楠江本还想着将南知意送他那些笔墨纸砚一道带去,被商黎苦劝了一番才作罢。
第一次扮太监出门时,楠江连抬头偷瞄一眼都要犹豫再三,这才第二次胆子就大了起来。一路上,他眼睛滴溜溜地转个不停,险些把自己给转晕。
楠江跟在商黎身后,低声感叹:“皇宫真大呀。”
比他想像得还要大好多。
“东宫是什么样的?漂亮吗?”楠江仰头问商黎。
商黎手上的拂尘扫过楠江的头,说:“等到了不就知道了?”
拂尘尾端扫过脸颊,有些痒,楠江挠了挠脸,应道:“哦。”
安静了片刻,楠江又捺不住了,说:“云娘姐姐她们什么时候能去东宫?”
商黎低声说:“过两天就把她们陆续调过去。”
这厢一问一答好不融洽,那厢书馆里,太傅拖长了嗓子教书,南知意听得认真,南昭则像听到紧箍咒的孙猴子似的坐立不安,面露痛苦。
“世子,静心。”太傅手里的书敲在南昭头上。
“是。”趁太傅不注意,南昭偷偷朝南知意挤眉弄眼。
早知道会变成这样,当初就该死缠烂打让他父王婉拒了皇伯父的提议。
当初南知意入学启蒙,皇帝想给南知意寻个伴读,他想起自己侄子南昭也到了念书的年纪,两人关系又近,便寻思着让他们做个伴一起念书。
虽是同龄人,南知意却有些少年老成,南昭最是爱寻他玩了。所以景王来问南昭的意见时,他毫不犹豫就答应了。正好景王府离皇宫近,来回也不耽搁时间,于是南昭就这么进宫念书了。
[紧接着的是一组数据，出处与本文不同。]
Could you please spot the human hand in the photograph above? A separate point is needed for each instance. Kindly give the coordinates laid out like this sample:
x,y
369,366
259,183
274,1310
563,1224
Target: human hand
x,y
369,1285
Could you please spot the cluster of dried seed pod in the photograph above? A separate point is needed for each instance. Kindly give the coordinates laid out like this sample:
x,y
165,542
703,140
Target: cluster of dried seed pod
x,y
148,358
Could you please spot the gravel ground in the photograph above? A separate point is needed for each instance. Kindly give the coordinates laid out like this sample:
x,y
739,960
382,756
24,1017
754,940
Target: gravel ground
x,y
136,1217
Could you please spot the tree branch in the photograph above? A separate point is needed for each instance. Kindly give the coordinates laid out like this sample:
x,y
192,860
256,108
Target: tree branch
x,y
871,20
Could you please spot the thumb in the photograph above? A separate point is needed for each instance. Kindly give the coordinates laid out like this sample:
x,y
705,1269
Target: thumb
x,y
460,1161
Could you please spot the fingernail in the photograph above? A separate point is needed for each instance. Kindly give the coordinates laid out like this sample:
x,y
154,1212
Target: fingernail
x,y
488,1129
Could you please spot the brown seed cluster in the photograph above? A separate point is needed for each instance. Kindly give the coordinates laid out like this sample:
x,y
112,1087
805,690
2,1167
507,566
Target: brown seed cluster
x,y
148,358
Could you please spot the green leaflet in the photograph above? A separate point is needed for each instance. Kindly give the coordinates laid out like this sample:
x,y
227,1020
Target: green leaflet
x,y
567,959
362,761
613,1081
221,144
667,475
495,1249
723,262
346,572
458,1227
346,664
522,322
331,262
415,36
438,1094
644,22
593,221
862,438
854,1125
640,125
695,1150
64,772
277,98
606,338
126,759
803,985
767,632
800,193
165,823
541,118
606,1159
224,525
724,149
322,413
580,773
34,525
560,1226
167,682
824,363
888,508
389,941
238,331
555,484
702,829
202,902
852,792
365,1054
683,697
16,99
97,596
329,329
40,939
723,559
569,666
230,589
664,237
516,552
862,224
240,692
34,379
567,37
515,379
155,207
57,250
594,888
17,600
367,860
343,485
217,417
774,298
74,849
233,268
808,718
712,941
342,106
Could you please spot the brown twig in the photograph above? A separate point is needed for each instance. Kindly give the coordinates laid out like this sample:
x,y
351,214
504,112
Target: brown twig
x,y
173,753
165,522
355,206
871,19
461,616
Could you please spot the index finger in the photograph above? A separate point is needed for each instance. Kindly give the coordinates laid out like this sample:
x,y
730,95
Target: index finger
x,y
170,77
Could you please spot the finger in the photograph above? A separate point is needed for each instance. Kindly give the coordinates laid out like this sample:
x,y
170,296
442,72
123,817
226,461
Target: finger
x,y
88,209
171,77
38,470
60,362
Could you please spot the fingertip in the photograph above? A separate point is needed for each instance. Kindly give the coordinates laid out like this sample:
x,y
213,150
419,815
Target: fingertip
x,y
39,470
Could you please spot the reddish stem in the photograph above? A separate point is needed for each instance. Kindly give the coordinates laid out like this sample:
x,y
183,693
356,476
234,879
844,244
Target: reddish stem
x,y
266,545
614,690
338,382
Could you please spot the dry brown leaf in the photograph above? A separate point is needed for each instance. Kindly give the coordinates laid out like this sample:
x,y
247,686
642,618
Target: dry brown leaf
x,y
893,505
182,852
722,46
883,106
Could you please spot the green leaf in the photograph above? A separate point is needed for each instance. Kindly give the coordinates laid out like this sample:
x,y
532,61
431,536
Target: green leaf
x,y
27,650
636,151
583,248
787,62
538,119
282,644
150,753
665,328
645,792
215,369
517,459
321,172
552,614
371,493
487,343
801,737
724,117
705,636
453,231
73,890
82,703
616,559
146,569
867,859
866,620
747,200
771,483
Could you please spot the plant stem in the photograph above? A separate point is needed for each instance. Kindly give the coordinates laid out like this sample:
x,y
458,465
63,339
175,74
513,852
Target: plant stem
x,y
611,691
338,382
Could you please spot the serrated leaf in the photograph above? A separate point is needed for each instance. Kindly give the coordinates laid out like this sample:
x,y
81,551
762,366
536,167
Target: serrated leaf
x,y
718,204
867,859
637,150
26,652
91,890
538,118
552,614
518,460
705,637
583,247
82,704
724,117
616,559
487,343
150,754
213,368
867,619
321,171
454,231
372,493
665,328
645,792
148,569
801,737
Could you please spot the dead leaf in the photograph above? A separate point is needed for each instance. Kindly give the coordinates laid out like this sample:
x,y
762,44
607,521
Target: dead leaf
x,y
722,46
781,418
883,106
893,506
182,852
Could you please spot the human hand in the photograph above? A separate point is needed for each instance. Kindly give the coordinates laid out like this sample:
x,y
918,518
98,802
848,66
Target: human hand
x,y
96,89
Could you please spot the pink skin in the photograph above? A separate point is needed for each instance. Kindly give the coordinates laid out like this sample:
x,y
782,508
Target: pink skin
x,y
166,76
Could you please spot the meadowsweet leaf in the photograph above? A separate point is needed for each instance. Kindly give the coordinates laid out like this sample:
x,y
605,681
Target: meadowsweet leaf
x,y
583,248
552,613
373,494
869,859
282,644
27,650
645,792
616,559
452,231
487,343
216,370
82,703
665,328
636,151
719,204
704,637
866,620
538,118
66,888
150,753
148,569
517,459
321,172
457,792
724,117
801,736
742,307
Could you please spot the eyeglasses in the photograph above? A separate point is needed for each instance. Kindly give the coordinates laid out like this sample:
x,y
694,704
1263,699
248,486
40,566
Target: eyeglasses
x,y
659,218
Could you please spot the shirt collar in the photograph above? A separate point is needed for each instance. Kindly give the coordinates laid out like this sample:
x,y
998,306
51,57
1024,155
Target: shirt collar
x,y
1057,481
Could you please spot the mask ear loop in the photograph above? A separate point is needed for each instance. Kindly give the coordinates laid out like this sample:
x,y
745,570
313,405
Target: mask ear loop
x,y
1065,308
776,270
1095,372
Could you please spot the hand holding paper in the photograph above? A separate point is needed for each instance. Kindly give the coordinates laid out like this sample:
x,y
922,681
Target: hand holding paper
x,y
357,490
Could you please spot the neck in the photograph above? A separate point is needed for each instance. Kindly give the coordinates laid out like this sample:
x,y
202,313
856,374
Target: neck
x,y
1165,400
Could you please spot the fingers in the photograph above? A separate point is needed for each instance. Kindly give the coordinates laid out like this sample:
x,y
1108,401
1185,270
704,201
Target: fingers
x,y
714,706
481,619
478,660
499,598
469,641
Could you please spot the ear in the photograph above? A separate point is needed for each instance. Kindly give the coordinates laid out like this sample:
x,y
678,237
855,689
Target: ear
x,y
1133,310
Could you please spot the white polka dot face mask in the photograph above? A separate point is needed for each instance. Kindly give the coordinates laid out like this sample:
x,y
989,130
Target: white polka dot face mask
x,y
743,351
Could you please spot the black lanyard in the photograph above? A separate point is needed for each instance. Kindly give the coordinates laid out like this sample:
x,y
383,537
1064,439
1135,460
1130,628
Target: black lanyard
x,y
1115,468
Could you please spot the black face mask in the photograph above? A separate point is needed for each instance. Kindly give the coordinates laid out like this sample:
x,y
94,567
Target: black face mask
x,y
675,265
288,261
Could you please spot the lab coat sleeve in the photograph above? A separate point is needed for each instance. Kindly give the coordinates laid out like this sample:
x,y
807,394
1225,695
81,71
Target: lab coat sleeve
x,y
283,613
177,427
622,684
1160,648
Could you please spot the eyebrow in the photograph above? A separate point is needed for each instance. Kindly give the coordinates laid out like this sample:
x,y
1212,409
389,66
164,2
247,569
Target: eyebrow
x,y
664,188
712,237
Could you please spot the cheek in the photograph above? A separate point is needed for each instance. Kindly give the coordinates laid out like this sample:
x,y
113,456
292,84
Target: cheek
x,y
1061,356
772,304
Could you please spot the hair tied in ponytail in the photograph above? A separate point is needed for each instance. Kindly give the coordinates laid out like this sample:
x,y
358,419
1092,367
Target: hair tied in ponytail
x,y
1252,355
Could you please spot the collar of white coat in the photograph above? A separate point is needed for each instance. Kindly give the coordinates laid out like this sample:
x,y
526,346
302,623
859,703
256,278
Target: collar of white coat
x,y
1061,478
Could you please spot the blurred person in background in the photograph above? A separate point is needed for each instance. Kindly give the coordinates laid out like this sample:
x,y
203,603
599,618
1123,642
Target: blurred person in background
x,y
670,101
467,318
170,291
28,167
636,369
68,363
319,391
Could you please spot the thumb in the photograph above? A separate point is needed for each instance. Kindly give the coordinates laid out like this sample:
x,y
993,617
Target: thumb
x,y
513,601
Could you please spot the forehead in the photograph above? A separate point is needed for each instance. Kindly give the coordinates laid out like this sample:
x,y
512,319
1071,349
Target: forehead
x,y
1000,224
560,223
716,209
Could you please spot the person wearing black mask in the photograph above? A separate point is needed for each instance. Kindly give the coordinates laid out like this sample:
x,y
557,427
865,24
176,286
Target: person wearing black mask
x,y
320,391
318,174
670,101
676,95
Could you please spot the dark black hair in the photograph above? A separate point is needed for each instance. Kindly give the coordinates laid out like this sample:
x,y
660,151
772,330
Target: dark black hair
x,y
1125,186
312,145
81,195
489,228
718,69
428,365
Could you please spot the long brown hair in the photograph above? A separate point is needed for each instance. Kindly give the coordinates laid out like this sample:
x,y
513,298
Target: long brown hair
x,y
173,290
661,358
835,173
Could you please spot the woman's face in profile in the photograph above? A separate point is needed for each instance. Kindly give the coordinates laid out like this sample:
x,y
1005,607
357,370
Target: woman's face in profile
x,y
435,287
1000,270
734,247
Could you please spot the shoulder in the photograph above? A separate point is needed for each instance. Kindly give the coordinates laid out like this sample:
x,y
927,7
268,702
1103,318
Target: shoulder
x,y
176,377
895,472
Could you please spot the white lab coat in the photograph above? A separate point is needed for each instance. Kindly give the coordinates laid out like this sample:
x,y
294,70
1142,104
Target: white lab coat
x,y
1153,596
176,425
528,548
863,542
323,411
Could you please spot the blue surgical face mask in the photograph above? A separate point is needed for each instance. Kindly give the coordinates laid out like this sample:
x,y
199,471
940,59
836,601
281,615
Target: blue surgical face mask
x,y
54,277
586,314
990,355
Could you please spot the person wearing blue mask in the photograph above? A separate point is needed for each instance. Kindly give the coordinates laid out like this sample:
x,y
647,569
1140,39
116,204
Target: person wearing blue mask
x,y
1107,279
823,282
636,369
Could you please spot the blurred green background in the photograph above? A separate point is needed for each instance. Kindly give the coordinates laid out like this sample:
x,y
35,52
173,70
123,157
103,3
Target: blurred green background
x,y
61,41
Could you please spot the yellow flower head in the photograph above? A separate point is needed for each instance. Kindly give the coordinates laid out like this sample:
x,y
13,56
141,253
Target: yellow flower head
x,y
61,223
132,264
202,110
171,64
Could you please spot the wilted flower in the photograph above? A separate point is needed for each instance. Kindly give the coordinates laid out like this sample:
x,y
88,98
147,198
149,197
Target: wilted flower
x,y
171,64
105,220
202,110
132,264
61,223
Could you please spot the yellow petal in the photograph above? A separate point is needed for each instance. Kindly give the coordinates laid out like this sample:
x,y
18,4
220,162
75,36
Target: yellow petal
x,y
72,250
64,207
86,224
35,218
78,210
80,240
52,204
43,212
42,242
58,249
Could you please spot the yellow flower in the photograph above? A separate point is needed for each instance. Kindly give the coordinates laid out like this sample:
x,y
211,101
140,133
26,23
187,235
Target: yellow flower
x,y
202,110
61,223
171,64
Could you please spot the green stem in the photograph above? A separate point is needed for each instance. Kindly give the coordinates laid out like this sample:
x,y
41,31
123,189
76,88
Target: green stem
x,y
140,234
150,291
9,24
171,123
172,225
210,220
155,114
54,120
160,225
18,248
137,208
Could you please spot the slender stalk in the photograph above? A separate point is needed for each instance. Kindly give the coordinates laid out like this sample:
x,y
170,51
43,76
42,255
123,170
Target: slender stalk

能和南知意一起玩,南昭自是开心的,如果教书的太傅能不那么古板的话,他会更开心的。
好不容易将早课捱过去,待太傅一走,南昭趴在桌上长舒了一口气。
南知意看着好笑,说:“有那么痛苦吗?”
南昭脑袋动了动,露出一张苦兮兮的脸,他说:“当然啊,我昨晚都睡饱了,硬是教他给念困了。我都不知道你怎么听得下去。”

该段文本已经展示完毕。